最近、私がとても懐かしいもの。
それは、日本の『察する』という文化。
日本では、一から十まで言わなくても、
三くらい言えば、何を言いたいのか、何を望んでいるのか、
察してくれますよね。
でも外国にいると、それはほとんど期待できなくて、
日本にいる時の日本人のままでは、外国では暮らしにくいんです。
当たり前のことなんですが・・・![]()
日本人らしくなく、やっとの思いで一から七まで言ったとしても、
残りの三も察してくれない![]()
もちろん、遠まわしに十を言ってもダメ!
先日もそんなことがあって、グッタリしてしまった。
日本人が自分の胸の内をハッキリ言うのには、
かなりの精神力が必要なんだと身もって知りました。
言ってはいけない事を言っているような罪悪感というか、
何とも言えない苦い思いです。
別に悪いことをしている訳でもないのに・・。
せめて七まで言ったら、残りを察してくれたらなぁ・・と思うけど、
それは、私の過ぎた願いなのでしょう。
韓国(だけじゃないけど)のように、
思った事、感じた事を言葉や行動に表すことも大切。
特に家族や恋人に対する愛情表現はストレートで、
『すごいな。
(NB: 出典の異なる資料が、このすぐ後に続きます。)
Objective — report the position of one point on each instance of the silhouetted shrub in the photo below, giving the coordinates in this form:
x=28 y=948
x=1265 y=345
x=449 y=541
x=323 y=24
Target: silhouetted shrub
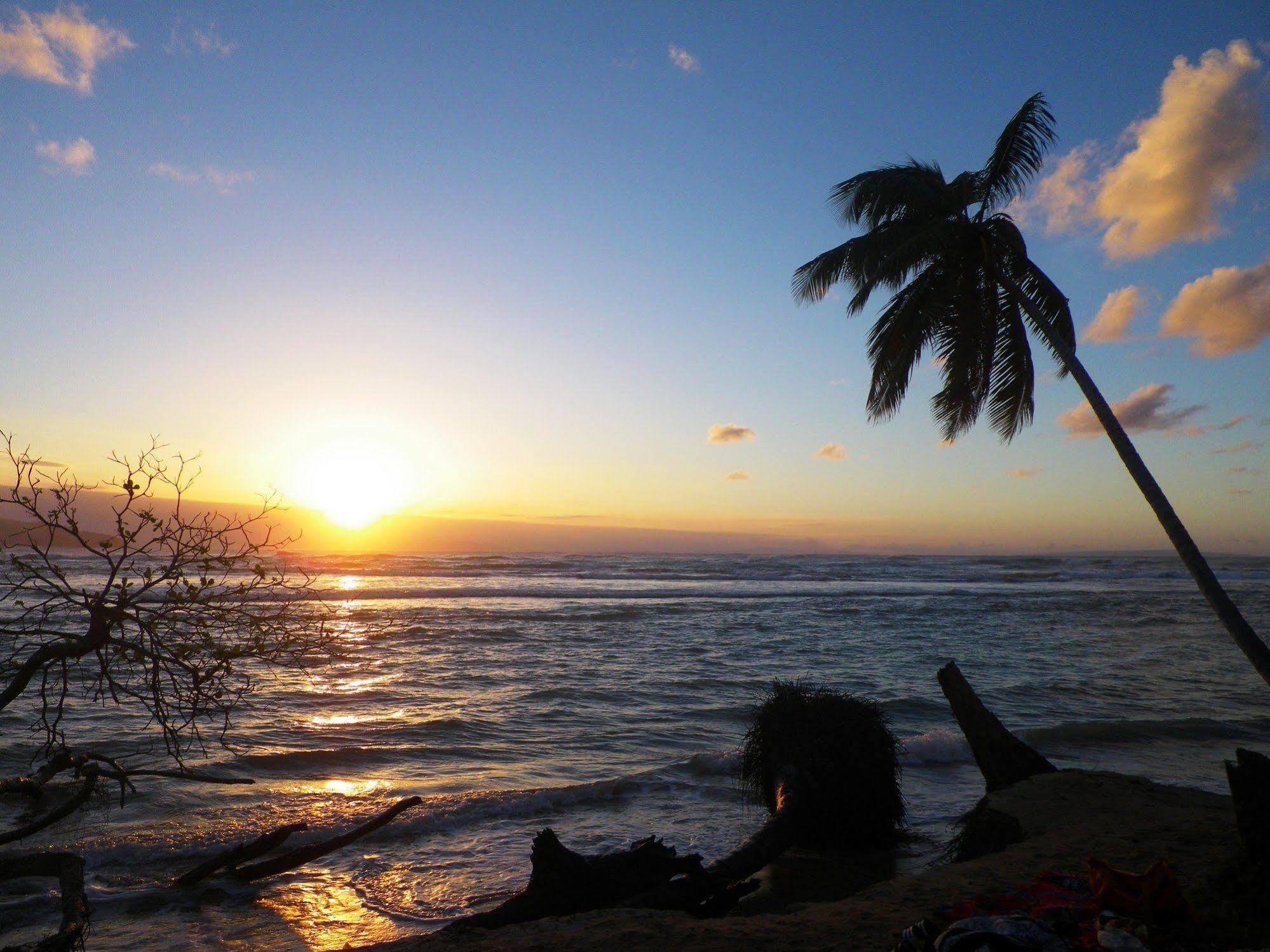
x=844 y=760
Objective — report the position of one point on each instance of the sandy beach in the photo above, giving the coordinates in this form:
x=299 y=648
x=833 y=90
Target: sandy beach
x=1066 y=817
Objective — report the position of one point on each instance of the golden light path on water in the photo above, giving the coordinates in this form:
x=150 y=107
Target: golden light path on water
x=319 y=907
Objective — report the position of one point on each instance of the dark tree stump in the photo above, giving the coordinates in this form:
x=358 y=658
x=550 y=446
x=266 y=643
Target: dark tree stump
x=1003 y=758
x=563 y=883
x=1249 y=776
x=69 y=871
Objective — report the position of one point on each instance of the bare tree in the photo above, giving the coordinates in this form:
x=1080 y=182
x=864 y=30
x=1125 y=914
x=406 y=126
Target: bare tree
x=166 y=610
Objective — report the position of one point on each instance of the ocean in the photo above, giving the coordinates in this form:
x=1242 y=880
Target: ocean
x=606 y=696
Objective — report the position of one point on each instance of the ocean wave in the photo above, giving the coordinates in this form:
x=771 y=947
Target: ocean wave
x=936 y=747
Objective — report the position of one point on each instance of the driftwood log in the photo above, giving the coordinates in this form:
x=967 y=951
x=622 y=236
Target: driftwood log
x=235 y=857
x=241 y=854
x=1003 y=758
x=62 y=810
x=69 y=871
x=648 y=875
x=1249 y=776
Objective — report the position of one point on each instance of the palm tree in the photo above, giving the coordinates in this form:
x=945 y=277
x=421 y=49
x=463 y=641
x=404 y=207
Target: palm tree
x=962 y=285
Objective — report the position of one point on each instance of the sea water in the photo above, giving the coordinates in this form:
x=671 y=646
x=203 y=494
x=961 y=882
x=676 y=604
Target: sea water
x=606 y=697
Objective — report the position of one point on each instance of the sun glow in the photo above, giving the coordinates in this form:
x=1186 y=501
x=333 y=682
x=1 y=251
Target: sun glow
x=353 y=479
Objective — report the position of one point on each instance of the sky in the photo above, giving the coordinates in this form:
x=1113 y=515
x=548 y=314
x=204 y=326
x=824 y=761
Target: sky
x=531 y=262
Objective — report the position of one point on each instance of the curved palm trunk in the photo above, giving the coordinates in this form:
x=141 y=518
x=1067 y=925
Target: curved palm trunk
x=1235 y=624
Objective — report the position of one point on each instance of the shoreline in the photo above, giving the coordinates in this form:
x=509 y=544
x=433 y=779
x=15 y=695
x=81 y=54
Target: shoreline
x=1066 y=817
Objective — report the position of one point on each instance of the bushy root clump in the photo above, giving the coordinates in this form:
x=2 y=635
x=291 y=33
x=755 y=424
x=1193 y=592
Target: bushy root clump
x=841 y=757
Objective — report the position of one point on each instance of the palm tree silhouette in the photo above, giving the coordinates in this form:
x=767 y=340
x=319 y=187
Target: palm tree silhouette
x=963 y=285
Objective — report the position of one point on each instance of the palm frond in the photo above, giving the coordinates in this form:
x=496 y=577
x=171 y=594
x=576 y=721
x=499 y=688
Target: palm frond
x=910 y=189
x=1052 y=306
x=812 y=282
x=900 y=337
x=967 y=345
x=884 y=257
x=1019 y=152
x=1010 y=404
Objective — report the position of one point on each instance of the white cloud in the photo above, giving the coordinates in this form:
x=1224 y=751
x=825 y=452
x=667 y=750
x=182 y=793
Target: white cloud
x=684 y=60
x=1183 y=160
x=1065 y=196
x=198 y=39
x=1202 y=141
x=1226 y=311
x=1244 y=446
x=1113 y=319
x=1142 y=412
x=729 y=433
x=75 y=158
x=221 y=179
x=61 y=47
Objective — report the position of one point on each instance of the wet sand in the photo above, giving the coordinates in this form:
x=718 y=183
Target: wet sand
x=1066 y=817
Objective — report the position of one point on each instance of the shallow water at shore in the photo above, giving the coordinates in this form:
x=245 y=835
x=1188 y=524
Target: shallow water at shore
x=606 y=697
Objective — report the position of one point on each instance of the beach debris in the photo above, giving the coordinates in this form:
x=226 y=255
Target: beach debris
x=983 y=831
x=235 y=856
x=234 y=859
x=69 y=871
x=823 y=763
x=89 y=772
x=1000 y=932
x=1003 y=758
x=1249 y=777
x=1154 y=894
x=563 y=883
x=835 y=753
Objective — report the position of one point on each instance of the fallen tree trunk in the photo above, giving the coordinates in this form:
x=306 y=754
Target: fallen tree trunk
x=648 y=875
x=241 y=854
x=33 y=784
x=1249 y=777
x=62 y=810
x=313 y=851
x=563 y=883
x=1003 y=758
x=69 y=870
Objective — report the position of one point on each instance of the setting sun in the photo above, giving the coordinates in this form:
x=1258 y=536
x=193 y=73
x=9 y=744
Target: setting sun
x=352 y=480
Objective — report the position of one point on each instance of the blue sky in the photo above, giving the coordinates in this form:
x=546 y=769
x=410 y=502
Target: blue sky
x=535 y=259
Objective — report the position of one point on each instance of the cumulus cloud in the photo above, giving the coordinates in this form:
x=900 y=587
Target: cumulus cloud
x=684 y=60
x=61 y=47
x=1113 y=319
x=1202 y=141
x=1182 y=161
x=729 y=433
x=224 y=180
x=1065 y=196
x=75 y=158
x=1142 y=412
x=1244 y=446
x=1226 y=311
x=197 y=39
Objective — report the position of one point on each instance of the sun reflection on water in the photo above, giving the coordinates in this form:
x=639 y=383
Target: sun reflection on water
x=328 y=915
x=349 y=789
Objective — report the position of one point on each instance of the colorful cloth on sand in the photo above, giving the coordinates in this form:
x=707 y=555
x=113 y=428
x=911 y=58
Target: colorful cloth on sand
x=1062 y=901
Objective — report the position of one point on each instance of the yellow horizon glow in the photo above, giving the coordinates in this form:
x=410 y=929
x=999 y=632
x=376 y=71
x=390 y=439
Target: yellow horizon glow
x=353 y=478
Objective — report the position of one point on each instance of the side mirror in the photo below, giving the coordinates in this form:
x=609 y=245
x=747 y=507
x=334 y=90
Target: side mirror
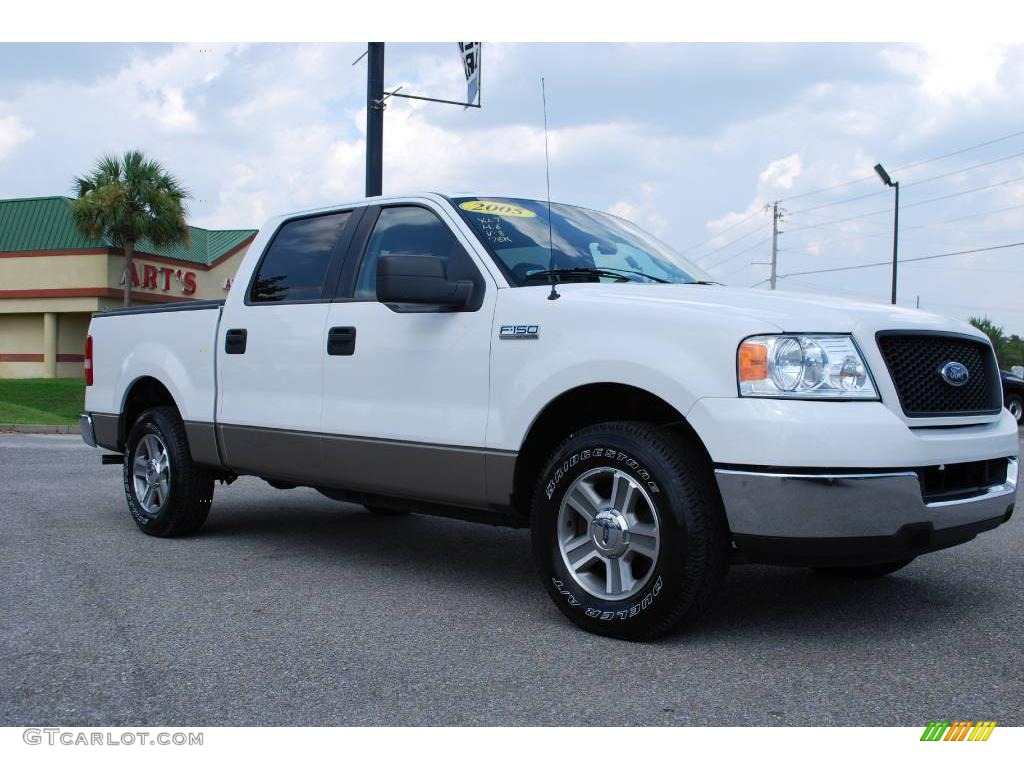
x=419 y=280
。』と、感心させられる。
でも、言葉が全て、行動が全てのような文化の中にいると、
日本の『言わずにひたすら心で思い、願う』という文化が奥ゆかしく、
芯があって、日本人独特の素敵な情緒だと、今まで以上に感じるようになった。
日本という国に生まれて、育って、
知らず知らずに身についている日本的な情緒。
どんなに外国暮らしが長くなっても、忘れたくはないって思う。